Questions are a sign of intelligence, of interest, of curiosity, of caring about the other person and the topic, and of being a critical thinker. Can you think of anything else you can say that is this powerful?

Questions, to be able to drink in that power, must be paired with power listening.

Once you ask that question, it is essential that you become silent, wait for and pay attention to the answer.

Some people try to answer their own questions. Some think that the other person pausing to think before answering means they don’t know what to answer.

Just like asking the question is a sign of interest in the other person, waiting and paying attention to the answer is a sign of respect.

Making Decisions With Too Much Data

Making decisions with too much data is just as difficult and risky as making a decision with too little data.

There are ways to be logical and move forward in either case.

With too little data, you may want to step back and list or mind map the missing pieces. Which of them are critical, which, if known, would lead to very different answers, which can be discovered before moving on, and which would have little impact and are not worth pursuing. Then you can seek out or make estimates on the missing data noting, as you move forward, what needs a comment or footnote.

With too much data, again you may want to organize what you have into categories, perhaps with sticky notes you can cluster on a board or on a mind map. It’s important to be able to see the big picture all at one time. Then you can highlight, circle or bring to the forefront, the groups that will impact results the most. The others can go on an imaginary parking lot or into the background so you can focus on the most important without distractions.

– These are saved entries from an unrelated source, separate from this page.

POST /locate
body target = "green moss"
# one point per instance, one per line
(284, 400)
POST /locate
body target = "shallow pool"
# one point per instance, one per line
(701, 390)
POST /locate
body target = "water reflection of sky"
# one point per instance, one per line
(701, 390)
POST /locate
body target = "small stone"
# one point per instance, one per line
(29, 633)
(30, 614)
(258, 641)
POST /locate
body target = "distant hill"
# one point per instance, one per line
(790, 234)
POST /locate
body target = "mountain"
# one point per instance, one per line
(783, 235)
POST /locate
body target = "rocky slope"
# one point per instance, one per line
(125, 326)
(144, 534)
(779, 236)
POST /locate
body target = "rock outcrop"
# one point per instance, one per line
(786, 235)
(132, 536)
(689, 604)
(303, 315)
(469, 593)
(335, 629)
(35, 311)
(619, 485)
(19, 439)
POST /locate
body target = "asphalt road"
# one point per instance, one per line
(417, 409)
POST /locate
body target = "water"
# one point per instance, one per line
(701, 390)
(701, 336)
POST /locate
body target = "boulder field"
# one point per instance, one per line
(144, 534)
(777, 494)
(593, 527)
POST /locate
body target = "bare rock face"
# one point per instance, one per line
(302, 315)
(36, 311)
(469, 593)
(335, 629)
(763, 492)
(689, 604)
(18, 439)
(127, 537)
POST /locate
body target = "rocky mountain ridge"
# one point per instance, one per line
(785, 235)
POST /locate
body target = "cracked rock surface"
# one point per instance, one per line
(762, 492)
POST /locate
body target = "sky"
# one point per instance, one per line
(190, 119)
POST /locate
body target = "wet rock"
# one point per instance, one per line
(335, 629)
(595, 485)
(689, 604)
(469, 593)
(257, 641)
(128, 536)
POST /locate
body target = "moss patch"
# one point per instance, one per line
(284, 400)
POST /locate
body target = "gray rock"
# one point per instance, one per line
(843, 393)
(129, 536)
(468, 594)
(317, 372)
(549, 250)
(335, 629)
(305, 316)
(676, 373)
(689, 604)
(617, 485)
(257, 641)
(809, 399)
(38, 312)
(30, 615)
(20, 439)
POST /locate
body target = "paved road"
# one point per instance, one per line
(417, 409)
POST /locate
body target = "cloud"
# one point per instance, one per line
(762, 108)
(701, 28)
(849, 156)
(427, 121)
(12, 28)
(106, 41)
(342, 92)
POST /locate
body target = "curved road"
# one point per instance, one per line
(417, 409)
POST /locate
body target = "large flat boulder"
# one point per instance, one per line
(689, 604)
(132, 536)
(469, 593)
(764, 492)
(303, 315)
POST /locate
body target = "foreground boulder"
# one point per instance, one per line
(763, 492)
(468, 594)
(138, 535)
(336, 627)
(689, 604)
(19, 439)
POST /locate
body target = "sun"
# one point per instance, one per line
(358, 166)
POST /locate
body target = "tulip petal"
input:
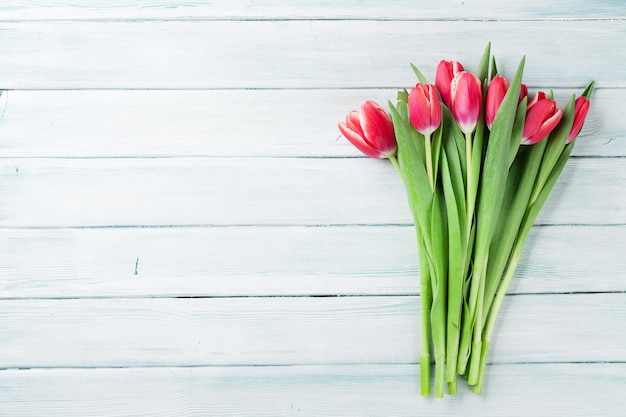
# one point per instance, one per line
(377, 128)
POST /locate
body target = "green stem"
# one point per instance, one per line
(470, 198)
(396, 165)
(429, 160)
(425, 305)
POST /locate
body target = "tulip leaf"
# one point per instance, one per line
(421, 77)
(520, 182)
(518, 129)
(456, 266)
(412, 164)
(483, 67)
(493, 181)
(439, 280)
(494, 67)
(587, 92)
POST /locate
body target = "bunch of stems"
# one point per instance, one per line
(473, 198)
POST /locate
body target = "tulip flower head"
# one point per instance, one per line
(495, 94)
(581, 107)
(466, 98)
(542, 116)
(370, 130)
(446, 71)
(424, 108)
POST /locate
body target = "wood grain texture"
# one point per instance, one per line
(278, 261)
(298, 54)
(258, 191)
(562, 390)
(273, 9)
(149, 123)
(184, 232)
(291, 330)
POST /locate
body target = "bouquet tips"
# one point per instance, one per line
(478, 157)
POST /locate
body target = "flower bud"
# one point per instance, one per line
(466, 95)
(495, 94)
(542, 116)
(446, 70)
(424, 108)
(370, 130)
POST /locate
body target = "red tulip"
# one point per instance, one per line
(466, 95)
(446, 70)
(424, 108)
(495, 94)
(370, 130)
(581, 107)
(542, 116)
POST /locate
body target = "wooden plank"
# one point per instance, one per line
(291, 330)
(281, 261)
(273, 9)
(149, 123)
(258, 191)
(299, 54)
(358, 390)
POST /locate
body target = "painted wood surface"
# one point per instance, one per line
(297, 54)
(184, 232)
(346, 390)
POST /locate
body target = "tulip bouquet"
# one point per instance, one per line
(478, 158)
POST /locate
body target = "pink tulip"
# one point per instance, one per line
(542, 116)
(466, 95)
(495, 94)
(370, 130)
(581, 107)
(446, 71)
(424, 108)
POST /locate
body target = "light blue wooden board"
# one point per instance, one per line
(300, 54)
(97, 142)
(562, 390)
(149, 123)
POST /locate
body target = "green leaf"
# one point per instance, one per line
(439, 279)
(422, 79)
(403, 96)
(411, 158)
(493, 181)
(483, 67)
(589, 90)
(518, 129)
(456, 269)
(494, 67)
(518, 190)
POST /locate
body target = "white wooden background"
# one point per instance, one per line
(183, 232)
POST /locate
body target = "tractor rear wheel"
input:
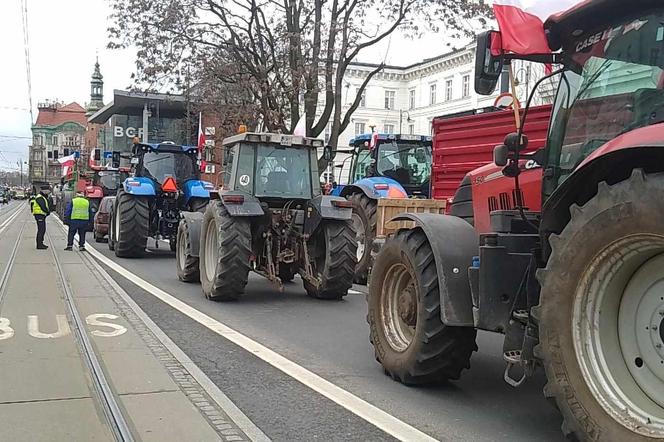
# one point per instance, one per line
(601, 314)
(406, 330)
(332, 252)
(131, 223)
(225, 253)
(187, 265)
(364, 222)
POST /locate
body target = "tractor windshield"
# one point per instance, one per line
(407, 163)
(281, 172)
(161, 165)
(613, 85)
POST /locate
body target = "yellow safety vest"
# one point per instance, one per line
(80, 209)
(36, 210)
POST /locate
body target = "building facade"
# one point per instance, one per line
(59, 131)
(407, 99)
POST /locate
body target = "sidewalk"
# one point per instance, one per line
(47, 392)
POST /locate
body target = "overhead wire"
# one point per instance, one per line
(26, 45)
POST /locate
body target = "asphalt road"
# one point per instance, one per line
(331, 340)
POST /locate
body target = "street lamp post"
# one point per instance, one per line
(408, 120)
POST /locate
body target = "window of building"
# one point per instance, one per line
(389, 99)
(465, 85)
(448, 89)
(363, 100)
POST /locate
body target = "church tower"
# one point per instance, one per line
(96, 91)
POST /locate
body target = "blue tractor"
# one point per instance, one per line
(164, 182)
(397, 166)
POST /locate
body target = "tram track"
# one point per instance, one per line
(102, 388)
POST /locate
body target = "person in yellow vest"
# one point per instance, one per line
(78, 214)
(41, 207)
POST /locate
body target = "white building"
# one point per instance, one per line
(406, 99)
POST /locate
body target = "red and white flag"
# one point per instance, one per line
(521, 23)
(374, 140)
(67, 164)
(201, 141)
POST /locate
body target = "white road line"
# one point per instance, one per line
(370, 413)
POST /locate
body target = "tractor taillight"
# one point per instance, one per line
(342, 204)
(233, 199)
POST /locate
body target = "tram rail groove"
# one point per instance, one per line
(112, 411)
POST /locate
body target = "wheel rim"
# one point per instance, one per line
(182, 251)
(617, 320)
(360, 235)
(211, 252)
(399, 307)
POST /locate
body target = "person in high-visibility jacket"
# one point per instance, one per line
(41, 206)
(78, 214)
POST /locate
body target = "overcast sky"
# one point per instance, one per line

In neither case, too much or too little data, do you want to feel so stuck that nothing happens. Doing nothing is a decision, too, but one that happens to you instead of by you.

Does any of this describe Your Business Meetings?

Another Look at Your Business Meetings

Business Meetings are a microcosm of how your company includes and excludes ideas and contributions. Who speaks up, and even more important, who is listened to. Who gets credit for an idea, who takes credit for an idea. Who grumbles. Who rolls their eyes. Who keeps looking at their smart phone or laptop. And do they do it consistently when certain people are speaking.

Conscious and unconscious bias is contagious. Like a sneeze, we can pick up the disease without realizing it.